This summer we read books to our granddaughter. As soon as we would finish, baby Georgia would push the book back toward us. The message was clear: “Again.” And so we would read it again. And again. And again.
This weekend I attended the National Storytelling Festival with friends. I’ve done this for close to twenty years. We hurried towards the tents in the crisp light of a mountain morning. We had come to listen. Again.
Storytellers stood up to tell traditional stories or personal stories or epic tales that have been told through the centuries. Listeners laughed and nodded as they recognized themselves in the least likely characters. When the tale was told, people wiped tears from their eyes, jumped to their feet, and cheered for stories known forever. People nudged requests toward tellers the a way a baby girl pushes a book back toward a grandmother. Again. We want the story again.

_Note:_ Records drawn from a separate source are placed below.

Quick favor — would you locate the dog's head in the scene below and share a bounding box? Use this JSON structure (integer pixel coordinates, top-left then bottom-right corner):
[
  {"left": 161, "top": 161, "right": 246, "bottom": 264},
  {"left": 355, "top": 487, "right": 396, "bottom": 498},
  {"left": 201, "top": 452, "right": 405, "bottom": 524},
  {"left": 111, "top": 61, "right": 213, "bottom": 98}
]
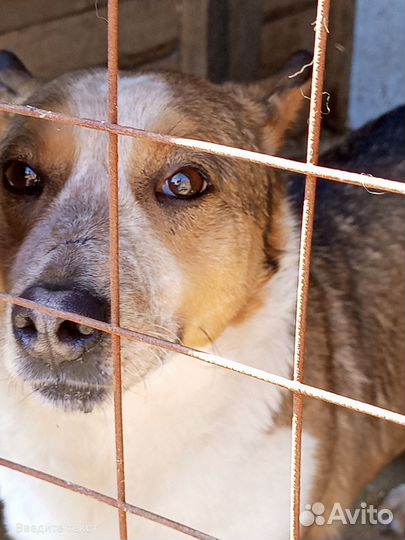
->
[{"left": 0, "top": 50, "right": 310, "bottom": 412}]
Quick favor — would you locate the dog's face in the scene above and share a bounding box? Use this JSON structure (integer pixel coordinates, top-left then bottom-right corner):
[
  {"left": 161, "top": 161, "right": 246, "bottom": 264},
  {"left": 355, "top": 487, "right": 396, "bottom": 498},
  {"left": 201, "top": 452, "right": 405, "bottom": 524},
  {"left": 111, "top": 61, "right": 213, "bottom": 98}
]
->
[{"left": 0, "top": 51, "right": 310, "bottom": 412}]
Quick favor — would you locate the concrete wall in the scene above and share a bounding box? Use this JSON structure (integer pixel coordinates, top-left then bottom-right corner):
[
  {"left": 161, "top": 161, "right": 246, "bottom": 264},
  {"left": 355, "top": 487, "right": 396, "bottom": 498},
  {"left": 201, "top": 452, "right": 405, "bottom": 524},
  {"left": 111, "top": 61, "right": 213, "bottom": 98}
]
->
[{"left": 349, "top": 0, "right": 405, "bottom": 129}]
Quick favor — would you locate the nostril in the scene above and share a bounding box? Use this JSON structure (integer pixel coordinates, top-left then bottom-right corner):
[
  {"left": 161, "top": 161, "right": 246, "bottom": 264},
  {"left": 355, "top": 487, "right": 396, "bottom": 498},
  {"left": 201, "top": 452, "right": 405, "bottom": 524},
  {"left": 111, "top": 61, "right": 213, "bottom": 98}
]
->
[
  {"left": 57, "top": 321, "right": 98, "bottom": 347},
  {"left": 14, "top": 313, "right": 36, "bottom": 333},
  {"left": 12, "top": 309, "right": 38, "bottom": 347}
]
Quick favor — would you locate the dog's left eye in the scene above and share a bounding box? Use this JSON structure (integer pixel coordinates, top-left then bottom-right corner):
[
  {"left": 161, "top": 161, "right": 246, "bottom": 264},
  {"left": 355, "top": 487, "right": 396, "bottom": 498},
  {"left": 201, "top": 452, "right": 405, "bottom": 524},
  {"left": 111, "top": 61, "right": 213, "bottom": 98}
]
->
[
  {"left": 156, "top": 167, "right": 208, "bottom": 200},
  {"left": 2, "top": 160, "right": 43, "bottom": 196}
]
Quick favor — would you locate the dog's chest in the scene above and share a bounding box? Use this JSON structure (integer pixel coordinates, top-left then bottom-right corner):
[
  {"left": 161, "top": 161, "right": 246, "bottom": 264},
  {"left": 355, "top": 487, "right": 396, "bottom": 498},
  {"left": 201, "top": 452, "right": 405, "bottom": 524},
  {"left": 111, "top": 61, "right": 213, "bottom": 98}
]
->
[{"left": 0, "top": 365, "right": 318, "bottom": 539}]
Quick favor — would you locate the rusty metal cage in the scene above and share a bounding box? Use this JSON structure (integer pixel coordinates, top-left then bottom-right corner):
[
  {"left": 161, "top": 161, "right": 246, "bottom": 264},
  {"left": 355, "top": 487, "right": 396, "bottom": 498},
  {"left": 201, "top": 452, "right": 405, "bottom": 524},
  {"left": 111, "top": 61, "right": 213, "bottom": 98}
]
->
[{"left": 0, "top": 1, "right": 404, "bottom": 539}]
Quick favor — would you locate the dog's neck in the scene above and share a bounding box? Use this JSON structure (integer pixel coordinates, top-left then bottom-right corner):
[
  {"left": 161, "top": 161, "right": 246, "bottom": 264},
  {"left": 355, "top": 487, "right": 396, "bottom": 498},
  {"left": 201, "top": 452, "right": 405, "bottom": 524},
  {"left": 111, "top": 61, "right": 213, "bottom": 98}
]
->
[{"left": 214, "top": 198, "right": 299, "bottom": 371}]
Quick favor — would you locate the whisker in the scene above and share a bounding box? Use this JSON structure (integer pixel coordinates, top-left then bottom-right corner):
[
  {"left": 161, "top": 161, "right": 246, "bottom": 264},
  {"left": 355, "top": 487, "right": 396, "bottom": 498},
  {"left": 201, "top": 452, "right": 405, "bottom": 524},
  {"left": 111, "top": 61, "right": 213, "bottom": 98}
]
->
[
  {"left": 199, "top": 327, "right": 220, "bottom": 355},
  {"left": 147, "top": 323, "right": 183, "bottom": 344}
]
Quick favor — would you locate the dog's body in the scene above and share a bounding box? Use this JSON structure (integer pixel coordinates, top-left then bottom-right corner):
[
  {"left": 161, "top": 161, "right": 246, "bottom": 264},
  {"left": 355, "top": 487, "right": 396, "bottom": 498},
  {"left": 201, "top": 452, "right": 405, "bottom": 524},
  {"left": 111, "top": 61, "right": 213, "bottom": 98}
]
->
[{"left": 0, "top": 52, "right": 404, "bottom": 539}]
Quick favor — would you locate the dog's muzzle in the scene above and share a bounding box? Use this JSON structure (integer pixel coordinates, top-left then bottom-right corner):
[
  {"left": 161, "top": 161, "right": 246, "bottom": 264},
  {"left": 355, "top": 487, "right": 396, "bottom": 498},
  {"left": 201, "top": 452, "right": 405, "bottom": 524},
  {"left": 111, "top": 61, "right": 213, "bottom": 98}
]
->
[{"left": 10, "top": 285, "right": 111, "bottom": 412}]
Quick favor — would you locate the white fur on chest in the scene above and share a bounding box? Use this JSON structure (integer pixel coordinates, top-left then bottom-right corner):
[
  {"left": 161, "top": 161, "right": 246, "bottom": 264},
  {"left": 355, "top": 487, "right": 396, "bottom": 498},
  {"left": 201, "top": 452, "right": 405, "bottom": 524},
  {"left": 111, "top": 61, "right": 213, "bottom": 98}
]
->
[{"left": 0, "top": 232, "right": 319, "bottom": 539}]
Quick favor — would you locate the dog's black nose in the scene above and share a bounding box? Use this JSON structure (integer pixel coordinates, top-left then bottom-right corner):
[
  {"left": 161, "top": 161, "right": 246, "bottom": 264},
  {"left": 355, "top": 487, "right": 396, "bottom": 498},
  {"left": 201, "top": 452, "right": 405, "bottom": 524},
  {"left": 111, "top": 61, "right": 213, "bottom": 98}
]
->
[{"left": 11, "top": 286, "right": 109, "bottom": 363}]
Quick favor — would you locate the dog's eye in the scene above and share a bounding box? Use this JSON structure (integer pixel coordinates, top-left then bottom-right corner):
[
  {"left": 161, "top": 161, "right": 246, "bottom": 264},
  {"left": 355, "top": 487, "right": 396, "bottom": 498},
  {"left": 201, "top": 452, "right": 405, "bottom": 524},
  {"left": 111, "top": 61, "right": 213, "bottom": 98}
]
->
[
  {"left": 157, "top": 167, "right": 208, "bottom": 200},
  {"left": 2, "top": 161, "right": 43, "bottom": 196}
]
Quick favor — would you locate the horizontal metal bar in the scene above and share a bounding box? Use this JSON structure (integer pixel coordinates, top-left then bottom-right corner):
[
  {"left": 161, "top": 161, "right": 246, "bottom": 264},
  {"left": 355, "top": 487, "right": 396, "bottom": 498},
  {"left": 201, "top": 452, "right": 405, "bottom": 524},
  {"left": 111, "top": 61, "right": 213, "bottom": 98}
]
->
[
  {"left": 0, "top": 292, "right": 403, "bottom": 426},
  {"left": 0, "top": 457, "right": 218, "bottom": 540},
  {"left": 0, "top": 102, "right": 404, "bottom": 195}
]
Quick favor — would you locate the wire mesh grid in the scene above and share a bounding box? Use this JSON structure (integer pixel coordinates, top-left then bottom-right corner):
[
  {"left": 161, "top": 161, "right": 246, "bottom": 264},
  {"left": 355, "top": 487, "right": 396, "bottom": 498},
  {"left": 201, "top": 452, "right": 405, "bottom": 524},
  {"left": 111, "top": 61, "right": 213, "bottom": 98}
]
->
[{"left": 0, "top": 0, "right": 404, "bottom": 539}]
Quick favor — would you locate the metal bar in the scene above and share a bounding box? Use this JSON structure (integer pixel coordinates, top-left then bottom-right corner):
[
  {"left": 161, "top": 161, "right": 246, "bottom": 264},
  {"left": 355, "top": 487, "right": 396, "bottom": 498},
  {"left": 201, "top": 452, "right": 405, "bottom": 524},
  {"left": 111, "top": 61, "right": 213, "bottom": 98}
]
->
[
  {"left": 0, "top": 458, "right": 218, "bottom": 540},
  {"left": 107, "top": 0, "right": 128, "bottom": 538},
  {"left": 0, "top": 102, "right": 404, "bottom": 195},
  {"left": 289, "top": 1, "right": 331, "bottom": 539},
  {"left": 0, "top": 292, "right": 404, "bottom": 427}
]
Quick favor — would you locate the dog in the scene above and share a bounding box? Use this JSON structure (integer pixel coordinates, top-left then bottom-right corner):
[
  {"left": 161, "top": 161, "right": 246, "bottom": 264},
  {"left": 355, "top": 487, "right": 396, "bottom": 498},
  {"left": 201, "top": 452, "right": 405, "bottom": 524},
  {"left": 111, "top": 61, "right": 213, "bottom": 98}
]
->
[{"left": 0, "top": 49, "right": 404, "bottom": 540}]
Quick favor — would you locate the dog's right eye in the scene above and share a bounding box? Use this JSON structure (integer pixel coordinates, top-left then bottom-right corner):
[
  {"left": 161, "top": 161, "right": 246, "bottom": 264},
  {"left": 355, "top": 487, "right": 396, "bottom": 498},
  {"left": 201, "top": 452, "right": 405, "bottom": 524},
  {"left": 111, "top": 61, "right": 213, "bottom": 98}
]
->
[{"left": 2, "top": 160, "right": 43, "bottom": 196}]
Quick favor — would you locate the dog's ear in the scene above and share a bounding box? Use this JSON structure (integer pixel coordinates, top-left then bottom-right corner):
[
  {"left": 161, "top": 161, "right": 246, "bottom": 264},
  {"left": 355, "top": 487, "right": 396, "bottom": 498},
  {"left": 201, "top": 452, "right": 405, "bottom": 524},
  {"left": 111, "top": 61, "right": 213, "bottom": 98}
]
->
[
  {"left": 0, "top": 50, "right": 34, "bottom": 101},
  {"left": 0, "top": 51, "right": 39, "bottom": 135},
  {"left": 229, "top": 51, "right": 312, "bottom": 153}
]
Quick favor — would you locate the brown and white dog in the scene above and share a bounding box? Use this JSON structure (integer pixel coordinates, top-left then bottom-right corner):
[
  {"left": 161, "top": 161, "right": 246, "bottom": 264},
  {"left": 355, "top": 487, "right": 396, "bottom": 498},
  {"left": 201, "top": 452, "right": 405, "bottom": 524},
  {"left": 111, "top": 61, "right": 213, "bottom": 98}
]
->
[{"left": 0, "top": 50, "right": 403, "bottom": 540}]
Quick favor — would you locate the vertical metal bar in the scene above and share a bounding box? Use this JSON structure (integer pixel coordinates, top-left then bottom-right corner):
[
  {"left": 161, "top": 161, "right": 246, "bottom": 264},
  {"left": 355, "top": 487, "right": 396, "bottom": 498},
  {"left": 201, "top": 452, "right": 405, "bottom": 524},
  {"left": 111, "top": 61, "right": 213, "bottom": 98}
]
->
[
  {"left": 289, "top": 1, "right": 331, "bottom": 539},
  {"left": 107, "top": 0, "right": 128, "bottom": 538}
]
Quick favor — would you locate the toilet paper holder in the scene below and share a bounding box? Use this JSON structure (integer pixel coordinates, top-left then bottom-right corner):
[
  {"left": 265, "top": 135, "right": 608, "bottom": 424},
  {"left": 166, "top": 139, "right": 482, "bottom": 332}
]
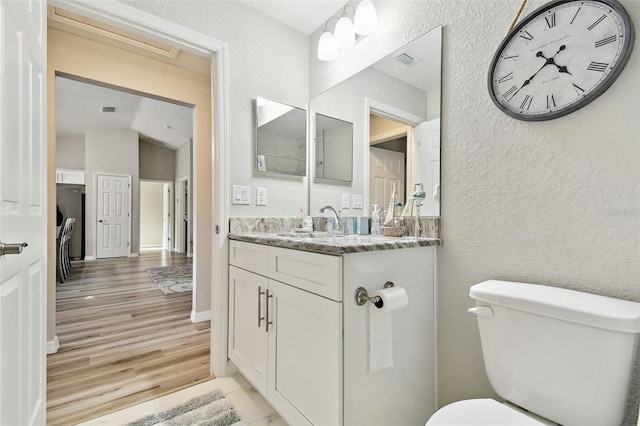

This is no idle pastime for me; I am a storyteller. My listeners do not wait for me in a white tent under a bright blue sky. They wait for me in a classroom. This morning they will wait to hear a story. Again.
They hear myths and folktales and fables. Every year I tell Shakespeare and Homer and Aesop. We tie folktales into the teaching of geography and history and science. Biographies introduce third graders to the leaders who have led the way for new leaders (and I remind them that some of those new leaders may only be eight or nine now). The narrative sweep of story deepens the majesty of the moment. I know that I am lining hearts with gold and deepening the well of image, allusion, and metaphor that will serve my students for a lifetime.
The most important thing I do on the first day of school is tell a story. Story builds community. The stories we tell become “our stories.” We reference them easily and characters become eccentric ancillary members of our tribe. We begin our year with a folktale. There is gold. There is grace. There is transformation. We are reminded there are stories worth telling. And living. Again and again and again.